Odeon yani meclis. 1400 kişilik kapasitesi varmış.
Efesi de gezdik. Selçuğa dönüyorum yine tabanvay. Yol boyunda yarışın bitişi için hazırlıklar devam ediyor.
Sordum oradaki görevlilere 16:30 gibi yarış bitermiş. O yüzden 2 saate yakın bir sürem var gezmeye devam
İlk hedef İsa Bey camii.
1374 ve 1375 yıllarında Aydınoğullarından İsa Bey yaptırmış camiiyi. Caminin içi sade ama avlusu pek güzel.
İsabey Camiinin uzaktan görünüşü;
Oradan Saint John kilisesine geçiyoruz. Hemen yakınlar zaten 5 dk yürüme mesafesinde.
Pek gözünüzde birşey canlanmadı değil mi? O zaman bu makete bakın, bayağı dolu dolu bir kiliseymiş;
Ayasuluk tepesindeki kaleye tırmanıyoruz. Atam bizi selamlıyor türk bayrakları eşliğinde.

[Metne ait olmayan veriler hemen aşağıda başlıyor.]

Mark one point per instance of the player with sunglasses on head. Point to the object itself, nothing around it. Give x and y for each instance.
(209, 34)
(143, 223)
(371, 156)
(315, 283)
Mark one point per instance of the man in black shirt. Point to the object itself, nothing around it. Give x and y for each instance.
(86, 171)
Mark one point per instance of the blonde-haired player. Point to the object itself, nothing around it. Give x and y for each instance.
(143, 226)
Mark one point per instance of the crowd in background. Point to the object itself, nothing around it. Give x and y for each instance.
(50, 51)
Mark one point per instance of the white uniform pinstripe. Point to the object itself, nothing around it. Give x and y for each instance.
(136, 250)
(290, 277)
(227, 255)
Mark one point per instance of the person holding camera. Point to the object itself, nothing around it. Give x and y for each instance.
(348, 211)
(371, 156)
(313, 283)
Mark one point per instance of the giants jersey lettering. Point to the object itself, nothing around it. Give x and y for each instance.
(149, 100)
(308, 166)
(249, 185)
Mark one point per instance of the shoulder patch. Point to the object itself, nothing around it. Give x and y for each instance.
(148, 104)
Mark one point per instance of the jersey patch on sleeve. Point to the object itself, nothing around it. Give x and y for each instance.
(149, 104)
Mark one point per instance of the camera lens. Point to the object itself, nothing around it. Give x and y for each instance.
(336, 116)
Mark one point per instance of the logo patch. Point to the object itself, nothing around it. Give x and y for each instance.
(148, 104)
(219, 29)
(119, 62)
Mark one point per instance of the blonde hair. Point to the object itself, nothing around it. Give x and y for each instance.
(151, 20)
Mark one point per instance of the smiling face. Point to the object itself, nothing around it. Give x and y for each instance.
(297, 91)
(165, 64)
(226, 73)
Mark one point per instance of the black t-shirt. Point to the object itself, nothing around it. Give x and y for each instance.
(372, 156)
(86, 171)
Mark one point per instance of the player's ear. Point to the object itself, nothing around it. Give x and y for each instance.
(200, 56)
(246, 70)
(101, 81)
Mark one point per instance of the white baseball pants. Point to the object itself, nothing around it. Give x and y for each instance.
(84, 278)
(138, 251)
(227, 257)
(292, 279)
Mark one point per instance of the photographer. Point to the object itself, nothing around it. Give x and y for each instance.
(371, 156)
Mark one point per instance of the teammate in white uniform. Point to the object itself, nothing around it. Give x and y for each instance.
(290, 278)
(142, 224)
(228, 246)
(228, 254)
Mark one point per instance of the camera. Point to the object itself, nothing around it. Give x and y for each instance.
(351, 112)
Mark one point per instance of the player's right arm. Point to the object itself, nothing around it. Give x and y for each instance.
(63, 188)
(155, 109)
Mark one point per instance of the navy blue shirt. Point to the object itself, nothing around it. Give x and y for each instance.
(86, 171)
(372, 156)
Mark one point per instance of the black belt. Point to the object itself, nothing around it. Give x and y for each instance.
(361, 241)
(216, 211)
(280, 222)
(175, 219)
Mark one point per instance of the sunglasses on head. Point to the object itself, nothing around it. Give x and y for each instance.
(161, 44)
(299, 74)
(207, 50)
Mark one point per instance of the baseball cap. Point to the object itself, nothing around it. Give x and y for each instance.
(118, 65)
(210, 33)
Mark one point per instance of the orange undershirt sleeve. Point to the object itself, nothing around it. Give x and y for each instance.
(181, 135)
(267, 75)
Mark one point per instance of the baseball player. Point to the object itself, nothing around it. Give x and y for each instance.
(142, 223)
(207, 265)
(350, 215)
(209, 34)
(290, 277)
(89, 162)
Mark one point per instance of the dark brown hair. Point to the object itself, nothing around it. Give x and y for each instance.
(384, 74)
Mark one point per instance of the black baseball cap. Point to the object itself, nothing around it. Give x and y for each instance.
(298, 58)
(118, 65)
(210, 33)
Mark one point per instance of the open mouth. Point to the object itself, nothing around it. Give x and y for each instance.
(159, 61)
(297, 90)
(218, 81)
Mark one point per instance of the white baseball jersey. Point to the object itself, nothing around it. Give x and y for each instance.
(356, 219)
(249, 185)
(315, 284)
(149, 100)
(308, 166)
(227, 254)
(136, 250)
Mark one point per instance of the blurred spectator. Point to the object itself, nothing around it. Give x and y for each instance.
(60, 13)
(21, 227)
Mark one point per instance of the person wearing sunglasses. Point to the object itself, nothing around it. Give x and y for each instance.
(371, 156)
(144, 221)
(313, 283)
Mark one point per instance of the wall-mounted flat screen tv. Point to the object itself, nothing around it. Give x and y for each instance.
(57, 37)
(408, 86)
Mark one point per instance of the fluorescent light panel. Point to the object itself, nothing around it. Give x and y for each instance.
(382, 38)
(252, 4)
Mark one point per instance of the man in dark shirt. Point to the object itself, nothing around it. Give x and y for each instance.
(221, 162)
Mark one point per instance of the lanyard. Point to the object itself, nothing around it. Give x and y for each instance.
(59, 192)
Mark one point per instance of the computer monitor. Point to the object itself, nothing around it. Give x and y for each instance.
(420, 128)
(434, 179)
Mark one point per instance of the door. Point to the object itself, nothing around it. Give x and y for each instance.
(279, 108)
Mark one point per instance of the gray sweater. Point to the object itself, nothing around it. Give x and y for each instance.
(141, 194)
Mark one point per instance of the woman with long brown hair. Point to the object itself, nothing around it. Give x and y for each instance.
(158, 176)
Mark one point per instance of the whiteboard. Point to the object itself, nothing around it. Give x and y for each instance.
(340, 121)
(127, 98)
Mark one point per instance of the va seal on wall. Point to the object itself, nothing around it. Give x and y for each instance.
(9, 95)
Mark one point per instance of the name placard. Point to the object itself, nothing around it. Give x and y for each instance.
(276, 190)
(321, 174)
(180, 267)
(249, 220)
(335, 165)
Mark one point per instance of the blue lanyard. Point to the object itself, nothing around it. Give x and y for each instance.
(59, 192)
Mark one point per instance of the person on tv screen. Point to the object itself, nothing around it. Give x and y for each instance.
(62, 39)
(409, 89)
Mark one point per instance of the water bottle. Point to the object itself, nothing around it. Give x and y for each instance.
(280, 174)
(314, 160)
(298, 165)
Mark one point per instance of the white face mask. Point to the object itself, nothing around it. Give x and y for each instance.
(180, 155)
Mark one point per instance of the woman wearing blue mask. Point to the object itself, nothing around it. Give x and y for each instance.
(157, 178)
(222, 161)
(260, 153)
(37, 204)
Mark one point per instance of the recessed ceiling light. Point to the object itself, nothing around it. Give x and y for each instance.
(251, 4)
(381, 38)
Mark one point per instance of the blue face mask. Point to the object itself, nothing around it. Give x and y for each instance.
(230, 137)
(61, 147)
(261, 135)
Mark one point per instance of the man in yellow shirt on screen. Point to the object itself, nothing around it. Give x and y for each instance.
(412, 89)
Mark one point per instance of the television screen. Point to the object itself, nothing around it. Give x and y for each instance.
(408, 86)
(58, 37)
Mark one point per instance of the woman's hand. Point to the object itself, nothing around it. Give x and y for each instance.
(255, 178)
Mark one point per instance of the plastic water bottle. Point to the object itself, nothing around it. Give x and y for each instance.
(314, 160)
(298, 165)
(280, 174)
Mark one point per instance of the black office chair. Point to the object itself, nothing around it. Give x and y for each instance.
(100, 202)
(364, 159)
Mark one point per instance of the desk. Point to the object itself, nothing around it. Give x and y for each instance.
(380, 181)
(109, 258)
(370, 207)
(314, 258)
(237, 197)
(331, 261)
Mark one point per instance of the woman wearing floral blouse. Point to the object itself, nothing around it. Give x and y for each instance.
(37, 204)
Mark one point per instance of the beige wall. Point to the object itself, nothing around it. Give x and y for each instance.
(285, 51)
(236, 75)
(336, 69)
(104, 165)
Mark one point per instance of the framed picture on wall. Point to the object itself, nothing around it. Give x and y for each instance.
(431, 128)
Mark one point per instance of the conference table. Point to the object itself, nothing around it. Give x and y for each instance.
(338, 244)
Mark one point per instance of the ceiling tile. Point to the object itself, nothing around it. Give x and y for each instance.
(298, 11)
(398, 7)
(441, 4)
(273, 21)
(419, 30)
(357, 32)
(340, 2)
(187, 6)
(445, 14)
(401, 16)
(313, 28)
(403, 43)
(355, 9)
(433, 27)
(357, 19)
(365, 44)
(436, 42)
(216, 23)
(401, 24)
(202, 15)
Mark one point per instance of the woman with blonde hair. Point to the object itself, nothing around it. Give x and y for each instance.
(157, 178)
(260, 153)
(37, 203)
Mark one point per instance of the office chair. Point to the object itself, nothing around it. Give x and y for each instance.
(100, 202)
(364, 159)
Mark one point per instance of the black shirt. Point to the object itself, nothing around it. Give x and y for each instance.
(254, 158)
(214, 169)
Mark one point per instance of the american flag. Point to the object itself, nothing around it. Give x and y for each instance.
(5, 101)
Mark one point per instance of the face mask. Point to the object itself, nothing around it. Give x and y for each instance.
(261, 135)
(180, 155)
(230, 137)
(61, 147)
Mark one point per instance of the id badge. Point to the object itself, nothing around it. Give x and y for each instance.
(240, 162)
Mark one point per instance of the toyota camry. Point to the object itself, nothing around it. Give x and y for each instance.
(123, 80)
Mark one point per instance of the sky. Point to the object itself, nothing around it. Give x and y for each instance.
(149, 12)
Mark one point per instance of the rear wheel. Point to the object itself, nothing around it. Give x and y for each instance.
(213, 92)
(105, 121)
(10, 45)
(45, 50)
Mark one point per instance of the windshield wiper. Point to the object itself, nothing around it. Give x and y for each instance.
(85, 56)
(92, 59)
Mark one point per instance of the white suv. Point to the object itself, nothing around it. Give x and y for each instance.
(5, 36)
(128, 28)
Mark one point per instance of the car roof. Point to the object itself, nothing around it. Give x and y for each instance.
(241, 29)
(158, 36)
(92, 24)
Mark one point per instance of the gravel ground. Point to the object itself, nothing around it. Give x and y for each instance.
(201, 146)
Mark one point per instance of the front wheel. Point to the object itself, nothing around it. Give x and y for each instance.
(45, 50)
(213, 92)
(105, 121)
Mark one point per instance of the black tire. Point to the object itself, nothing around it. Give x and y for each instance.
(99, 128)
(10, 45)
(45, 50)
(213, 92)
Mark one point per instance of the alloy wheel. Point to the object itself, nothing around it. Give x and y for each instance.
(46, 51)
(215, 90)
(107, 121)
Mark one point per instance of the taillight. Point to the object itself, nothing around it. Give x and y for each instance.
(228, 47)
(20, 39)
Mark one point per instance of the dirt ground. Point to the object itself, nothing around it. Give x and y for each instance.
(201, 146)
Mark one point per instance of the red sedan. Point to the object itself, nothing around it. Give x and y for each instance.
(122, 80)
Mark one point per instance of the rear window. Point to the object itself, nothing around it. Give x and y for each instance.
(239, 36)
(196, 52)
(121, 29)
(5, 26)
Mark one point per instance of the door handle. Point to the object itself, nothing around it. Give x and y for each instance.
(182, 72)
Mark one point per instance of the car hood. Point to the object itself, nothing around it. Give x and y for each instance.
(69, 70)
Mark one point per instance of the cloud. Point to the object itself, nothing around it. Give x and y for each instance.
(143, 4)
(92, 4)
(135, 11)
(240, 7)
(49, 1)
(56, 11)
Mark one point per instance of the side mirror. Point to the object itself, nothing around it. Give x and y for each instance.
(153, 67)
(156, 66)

Kaleden panoramik görünüm;
Ve kaleden tekrar kiliseye iniyoruz. Saint Johnun mezarı;
Tekrar atamızı selamladıktan sonra artık gidebiliriz.
Tekrar aşağıya inip yarışın sonunu da izledim. Bisikletlilerden önce motorlu polisler ufak bir show yaptılar.
Valla çok artistler çok güzel geçtiler içim gitti ben de geçmek isterdim öyle motorumla
Ve bisikletliler ama öyle böyle geçmediler önümüzden, göremedim bile adamları fena gidiyorlar. Videoya çekeyim dedim ben videoyu başlatana kadar 50 kişi geçti
Bunlar geride kalanlar pek kasmayanlar :D
Yarışı da gördük, müzeye geçiyoruz.
Marcus Aurelius büstü. Bu kadar net heykel görmemiştim sanki 3D printerdan çıkmış gibi maşallah.
Fildişinden yapmışlar bu el kadar tasvirleri, detaya gel;
Alt tarafta bir kadın ile erkek öpüşüyor ya ondan öyle olmuş bu :D
Dinlenen savaşçı diyor ama bana daha çok yayan gibi geldi
Kadının örtüsünün kıvrımlarını bile ne güzel yapmışlar gerçek gibi yav.
Ve ünlü Artemis Heykeli;
Çok az insan vardı müzede, detaylıca yakından inceleme fırsatı buldum bu güzeli :D
Bu da başka bir artemis, büyük olanı.
Müzeyide gezdik hava kararmadan motora atlayıp Şirince'ye gitmeye karar verdim.
Biraz da Şirince'yi gezelim bakalım neler varmış;
Kalispera Yunancada "iyi akşamlar" demek bu arada.
Dilek çeşmesi gelsin paralar
Tarihi gerçek bir şaraphane, Şarap üretimiyle ünlü Şirince;
Eski okul binasından restauranta çevrilen Artemis Restaurant. Artemis kelimesi daha çok anlam ifade ediyor şimdi
Ardından Selçuğa geri döndüm. Ev yemekleri yapan bir yerde karnımı doyurduktan sonra motoru da kitledim kaçmasın diye.
Yarın 2 gün konaklayacağımız Datça'ya geçeceğiz.
3. gün;
Sabah erkenden kalktım ve Selçuk manzarası eşliğinde kahvaltımı ettim otelin terasında.
Bu arada kaldığım otelin adı "Hotel Canberra" idi. 55 lira gibi bir fiyata kaldım gecelik. Fiyat performans olarak çok başarılı idi.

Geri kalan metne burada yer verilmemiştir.